Step 4: Determine the Value of $\tan A$

We use the Pythagorean identity $\sec^2 A = 1 + \tan^2 A$. Why this step? The options include $\tan A$, so we need to find its value.

Rearranging the identity: $\tan^2 A = \sec^2 A - 1$ Substituting the value of $\sec A = -\frac{5}{3}$: $\tan^2 A = \left(-\frac{5}{3}\right)^2 - 1 = \frac{25}{9} - 1 = \frac{16}{9}$ $\tan A = \pm \sqrt{\frac{16}{9}} = \pm \frac{4}{3}$

Since $A$ is an angle of a triangle and $\cos A < 0$, $A$ must be in the second quadrant. In the second quadrant, $\tan A$ is negative. Therefore: $\tan A = -\frac{4}{3}$

Step 5: Match the Roots with the Trigonometric Values

We found the roots of the quadratic equation to be $-\frac{4}{3}$ and $-\frac{5}{3}$. We found $\sec A = -\frac{5}{3}$ and $\tan A = -\frac{4}{3}$. Why this step? This is the final step where we directly compare our calculated roots with our calculated trigonometric function values to identify which trigonometric functions correspond to the roots.

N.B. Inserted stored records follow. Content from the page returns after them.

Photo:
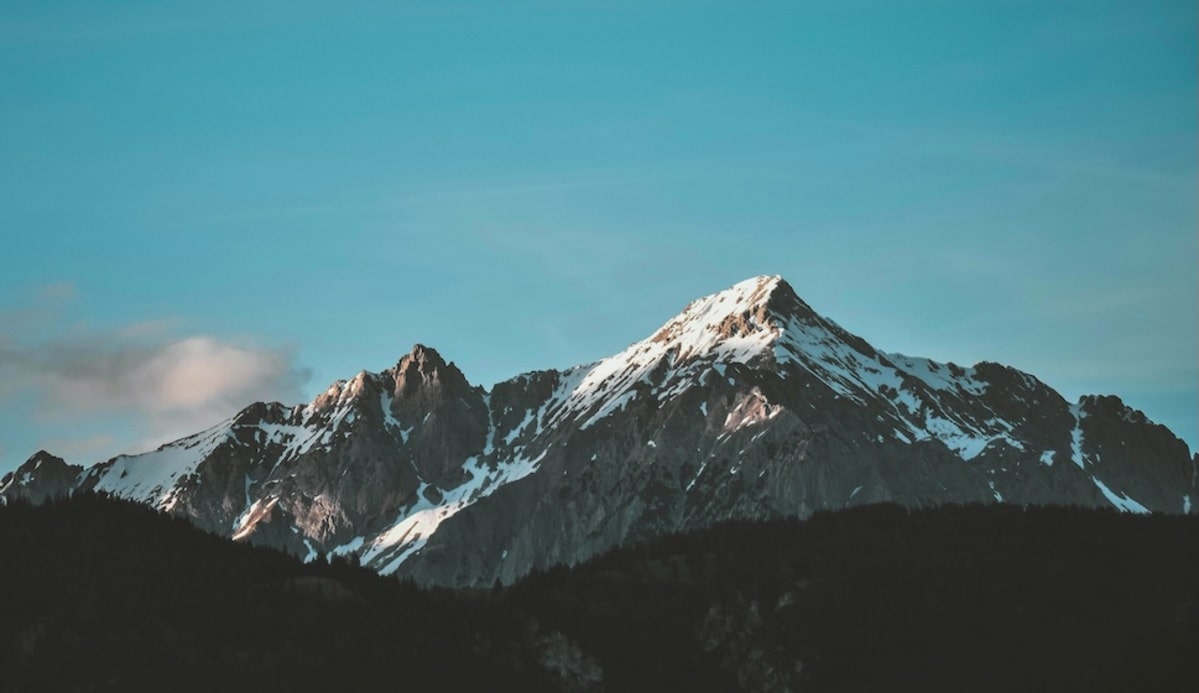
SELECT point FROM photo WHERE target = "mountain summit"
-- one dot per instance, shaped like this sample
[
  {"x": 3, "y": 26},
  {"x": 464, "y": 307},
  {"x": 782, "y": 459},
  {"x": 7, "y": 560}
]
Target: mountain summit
[{"x": 747, "y": 404}]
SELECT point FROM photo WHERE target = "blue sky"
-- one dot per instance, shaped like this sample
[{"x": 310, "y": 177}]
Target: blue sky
[{"x": 206, "y": 204}]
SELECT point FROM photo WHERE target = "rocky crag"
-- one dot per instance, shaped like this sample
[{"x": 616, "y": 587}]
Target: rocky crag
[{"x": 748, "y": 404}]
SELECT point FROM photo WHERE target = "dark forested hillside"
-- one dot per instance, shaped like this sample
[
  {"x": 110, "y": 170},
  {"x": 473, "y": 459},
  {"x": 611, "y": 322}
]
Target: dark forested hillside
[{"x": 107, "y": 595}]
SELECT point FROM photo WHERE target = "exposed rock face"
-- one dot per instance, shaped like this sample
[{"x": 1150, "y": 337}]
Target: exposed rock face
[
  {"x": 40, "y": 478},
  {"x": 748, "y": 404}
]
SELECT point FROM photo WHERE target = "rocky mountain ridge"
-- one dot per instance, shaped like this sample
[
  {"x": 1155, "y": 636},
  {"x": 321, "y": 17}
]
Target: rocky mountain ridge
[{"x": 747, "y": 404}]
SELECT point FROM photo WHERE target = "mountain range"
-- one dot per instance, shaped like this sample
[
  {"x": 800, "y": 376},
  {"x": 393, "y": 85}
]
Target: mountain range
[{"x": 746, "y": 405}]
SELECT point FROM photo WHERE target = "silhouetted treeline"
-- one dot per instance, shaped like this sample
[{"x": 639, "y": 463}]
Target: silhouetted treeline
[{"x": 100, "y": 594}]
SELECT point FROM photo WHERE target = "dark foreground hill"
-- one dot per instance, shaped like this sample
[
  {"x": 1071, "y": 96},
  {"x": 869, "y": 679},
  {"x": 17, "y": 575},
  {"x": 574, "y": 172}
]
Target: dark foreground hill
[{"x": 108, "y": 595}]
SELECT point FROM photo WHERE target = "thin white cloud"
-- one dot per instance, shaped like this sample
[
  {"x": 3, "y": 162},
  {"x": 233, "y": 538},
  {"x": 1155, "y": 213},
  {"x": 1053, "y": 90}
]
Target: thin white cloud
[{"x": 157, "y": 384}]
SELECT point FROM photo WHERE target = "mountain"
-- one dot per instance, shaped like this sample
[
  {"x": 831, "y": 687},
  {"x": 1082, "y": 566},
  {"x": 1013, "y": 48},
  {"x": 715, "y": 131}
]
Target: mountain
[{"x": 746, "y": 405}]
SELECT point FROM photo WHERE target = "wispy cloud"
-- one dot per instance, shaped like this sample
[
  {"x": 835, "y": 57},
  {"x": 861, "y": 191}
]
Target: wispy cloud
[{"x": 162, "y": 383}]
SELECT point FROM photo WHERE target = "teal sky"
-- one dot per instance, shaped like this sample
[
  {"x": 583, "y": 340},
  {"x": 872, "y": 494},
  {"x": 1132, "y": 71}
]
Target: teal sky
[{"x": 204, "y": 204}]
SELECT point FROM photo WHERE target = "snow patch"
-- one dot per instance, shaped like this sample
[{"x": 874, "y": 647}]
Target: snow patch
[{"x": 1120, "y": 500}]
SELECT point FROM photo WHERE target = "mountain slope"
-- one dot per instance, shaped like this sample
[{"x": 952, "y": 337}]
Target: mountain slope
[
  {"x": 746, "y": 405},
  {"x": 107, "y": 594}
]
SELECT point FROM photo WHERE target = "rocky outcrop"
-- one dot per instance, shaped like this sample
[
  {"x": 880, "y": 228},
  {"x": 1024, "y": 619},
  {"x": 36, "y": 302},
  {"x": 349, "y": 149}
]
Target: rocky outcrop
[
  {"x": 748, "y": 404},
  {"x": 40, "y": 478}
]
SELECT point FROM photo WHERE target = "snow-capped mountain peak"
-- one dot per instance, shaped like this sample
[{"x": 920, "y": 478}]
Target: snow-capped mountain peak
[{"x": 745, "y": 404}]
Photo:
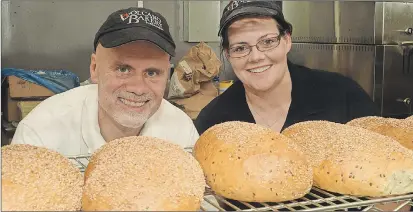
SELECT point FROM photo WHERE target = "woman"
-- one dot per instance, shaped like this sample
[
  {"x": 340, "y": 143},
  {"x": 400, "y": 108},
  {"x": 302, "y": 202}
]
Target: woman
[{"x": 272, "y": 91}]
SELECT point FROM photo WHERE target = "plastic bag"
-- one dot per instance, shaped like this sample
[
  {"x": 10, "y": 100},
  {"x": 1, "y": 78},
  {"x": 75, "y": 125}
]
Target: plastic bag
[{"x": 57, "y": 81}]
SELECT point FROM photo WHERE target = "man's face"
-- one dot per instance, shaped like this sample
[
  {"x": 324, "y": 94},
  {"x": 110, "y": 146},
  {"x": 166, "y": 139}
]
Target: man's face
[{"x": 131, "y": 80}]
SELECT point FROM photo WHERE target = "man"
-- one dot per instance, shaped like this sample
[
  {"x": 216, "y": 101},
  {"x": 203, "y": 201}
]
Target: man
[{"x": 129, "y": 70}]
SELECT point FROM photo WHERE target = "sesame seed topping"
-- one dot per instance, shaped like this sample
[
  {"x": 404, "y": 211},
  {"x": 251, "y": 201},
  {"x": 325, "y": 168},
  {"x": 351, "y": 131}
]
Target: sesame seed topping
[
  {"x": 144, "y": 173},
  {"x": 39, "y": 179}
]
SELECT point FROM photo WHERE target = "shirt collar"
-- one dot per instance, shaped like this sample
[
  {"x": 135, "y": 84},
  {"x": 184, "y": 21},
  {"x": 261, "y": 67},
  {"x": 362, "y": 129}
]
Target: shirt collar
[{"x": 90, "y": 124}]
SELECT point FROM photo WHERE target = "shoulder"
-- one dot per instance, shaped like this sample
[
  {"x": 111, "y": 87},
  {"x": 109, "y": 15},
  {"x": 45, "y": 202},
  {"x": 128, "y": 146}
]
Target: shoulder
[
  {"x": 63, "y": 106},
  {"x": 221, "y": 108},
  {"x": 170, "y": 111},
  {"x": 323, "y": 79},
  {"x": 233, "y": 94}
]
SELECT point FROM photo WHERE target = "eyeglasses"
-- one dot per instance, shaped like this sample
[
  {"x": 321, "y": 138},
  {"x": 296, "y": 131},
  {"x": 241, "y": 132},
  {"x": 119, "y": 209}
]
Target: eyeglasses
[{"x": 242, "y": 50}]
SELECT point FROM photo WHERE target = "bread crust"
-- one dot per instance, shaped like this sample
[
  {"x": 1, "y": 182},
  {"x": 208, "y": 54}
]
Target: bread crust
[
  {"x": 398, "y": 129},
  {"x": 141, "y": 173},
  {"x": 247, "y": 162},
  {"x": 355, "y": 161},
  {"x": 39, "y": 179}
]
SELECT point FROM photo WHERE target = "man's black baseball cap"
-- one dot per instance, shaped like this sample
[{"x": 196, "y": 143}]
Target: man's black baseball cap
[
  {"x": 238, "y": 9},
  {"x": 132, "y": 24}
]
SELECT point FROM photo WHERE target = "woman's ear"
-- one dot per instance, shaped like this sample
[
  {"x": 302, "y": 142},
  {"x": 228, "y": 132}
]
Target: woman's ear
[
  {"x": 288, "y": 43},
  {"x": 92, "y": 69},
  {"x": 226, "y": 53}
]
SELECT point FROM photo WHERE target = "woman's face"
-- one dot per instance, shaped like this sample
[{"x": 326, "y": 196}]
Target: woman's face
[{"x": 258, "y": 70}]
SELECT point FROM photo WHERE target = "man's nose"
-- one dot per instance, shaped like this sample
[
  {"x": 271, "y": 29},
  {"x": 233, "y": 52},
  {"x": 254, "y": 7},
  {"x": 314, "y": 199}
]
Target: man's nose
[
  {"x": 255, "y": 55},
  {"x": 137, "y": 84}
]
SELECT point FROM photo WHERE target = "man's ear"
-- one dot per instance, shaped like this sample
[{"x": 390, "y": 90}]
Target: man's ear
[
  {"x": 226, "y": 54},
  {"x": 92, "y": 69}
]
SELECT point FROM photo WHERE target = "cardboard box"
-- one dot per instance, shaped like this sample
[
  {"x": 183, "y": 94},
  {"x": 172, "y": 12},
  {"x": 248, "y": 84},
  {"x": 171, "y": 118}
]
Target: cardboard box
[
  {"x": 10, "y": 110},
  {"x": 25, "y": 107},
  {"x": 20, "y": 88}
]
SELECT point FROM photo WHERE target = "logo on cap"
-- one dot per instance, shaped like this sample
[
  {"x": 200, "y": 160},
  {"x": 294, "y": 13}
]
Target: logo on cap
[
  {"x": 234, "y": 4},
  {"x": 136, "y": 16}
]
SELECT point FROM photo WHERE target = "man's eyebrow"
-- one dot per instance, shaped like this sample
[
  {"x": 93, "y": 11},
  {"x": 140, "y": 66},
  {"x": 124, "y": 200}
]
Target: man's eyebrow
[
  {"x": 154, "y": 69},
  {"x": 120, "y": 64}
]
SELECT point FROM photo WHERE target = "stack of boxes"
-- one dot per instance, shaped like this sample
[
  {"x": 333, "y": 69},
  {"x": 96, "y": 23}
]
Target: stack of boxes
[{"x": 19, "y": 97}]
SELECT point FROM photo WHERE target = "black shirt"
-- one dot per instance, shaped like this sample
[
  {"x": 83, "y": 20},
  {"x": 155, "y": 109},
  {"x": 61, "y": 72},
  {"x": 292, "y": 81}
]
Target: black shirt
[{"x": 316, "y": 95}]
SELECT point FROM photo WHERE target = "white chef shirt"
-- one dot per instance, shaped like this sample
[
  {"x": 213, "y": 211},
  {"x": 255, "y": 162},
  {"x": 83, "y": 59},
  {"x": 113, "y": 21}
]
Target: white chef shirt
[{"x": 68, "y": 123}]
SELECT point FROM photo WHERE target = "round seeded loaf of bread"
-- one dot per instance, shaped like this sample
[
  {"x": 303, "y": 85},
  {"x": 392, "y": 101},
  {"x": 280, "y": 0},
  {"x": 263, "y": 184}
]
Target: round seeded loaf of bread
[
  {"x": 398, "y": 129},
  {"x": 141, "y": 173},
  {"x": 38, "y": 179},
  {"x": 352, "y": 160},
  {"x": 247, "y": 162}
]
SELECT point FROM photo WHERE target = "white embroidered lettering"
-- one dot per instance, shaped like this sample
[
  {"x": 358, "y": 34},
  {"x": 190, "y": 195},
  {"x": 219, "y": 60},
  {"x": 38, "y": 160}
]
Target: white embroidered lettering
[{"x": 142, "y": 16}]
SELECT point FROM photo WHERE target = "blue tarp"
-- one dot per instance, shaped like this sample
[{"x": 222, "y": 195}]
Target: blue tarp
[{"x": 57, "y": 81}]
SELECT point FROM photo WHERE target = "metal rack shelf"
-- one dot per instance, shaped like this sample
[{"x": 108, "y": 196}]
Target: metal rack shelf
[{"x": 316, "y": 200}]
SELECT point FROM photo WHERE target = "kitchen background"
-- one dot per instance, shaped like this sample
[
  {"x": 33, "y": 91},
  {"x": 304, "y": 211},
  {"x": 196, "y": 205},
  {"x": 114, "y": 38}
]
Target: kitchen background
[{"x": 370, "y": 42}]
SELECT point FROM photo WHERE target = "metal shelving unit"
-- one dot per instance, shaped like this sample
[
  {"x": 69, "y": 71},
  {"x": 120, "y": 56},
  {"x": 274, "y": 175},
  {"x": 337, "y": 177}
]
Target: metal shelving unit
[{"x": 316, "y": 200}]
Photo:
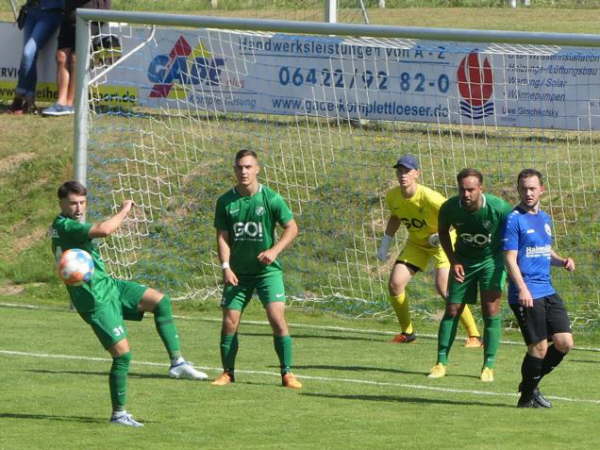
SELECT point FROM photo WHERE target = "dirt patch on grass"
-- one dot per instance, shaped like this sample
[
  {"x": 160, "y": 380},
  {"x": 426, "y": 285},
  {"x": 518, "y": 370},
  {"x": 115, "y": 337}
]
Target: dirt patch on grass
[
  {"x": 12, "y": 162},
  {"x": 11, "y": 289}
]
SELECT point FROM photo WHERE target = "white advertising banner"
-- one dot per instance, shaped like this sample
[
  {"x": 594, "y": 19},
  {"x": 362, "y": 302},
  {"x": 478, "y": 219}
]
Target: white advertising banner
[{"x": 383, "y": 79}]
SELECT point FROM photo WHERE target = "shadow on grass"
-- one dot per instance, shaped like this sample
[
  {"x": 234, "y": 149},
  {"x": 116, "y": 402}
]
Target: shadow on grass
[
  {"x": 400, "y": 399},
  {"x": 53, "y": 417},
  {"x": 79, "y": 372}
]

Therefore, the roots of the quadratic equation are $\sec A$ and $\tan A$.

Common Mistakes & Tips

• Sign of $\tan A$: Remember to consider the quadrant of angle $A$ when determining the sign of $\tan A$. Since $\cos A$ is negative, $A$ is in the second quadrant where $\tan A$ is negative.
• Using the Correct Identity: Make sure to use the correct trigonometric identities. A small mistake here can lead to an incorrect answer.
• Arithmetic Errors: Be careful with arithmetic, especially when using the quadratic formula.

Summary

We first determined the value of $\cos A$ from the given equation and then found $\sec A$. Next, we solved the quadratic equation to find its roots. Finally, using the Pythagorean identity and considering the quadrant of $A$, we found $\tan A$. Comparing these values, we concluded that the roots of the quadratic equation are $\sec A$ and $\tan A$.

The final answer is \boxed{secA, tanA}, which corresponds to option (A).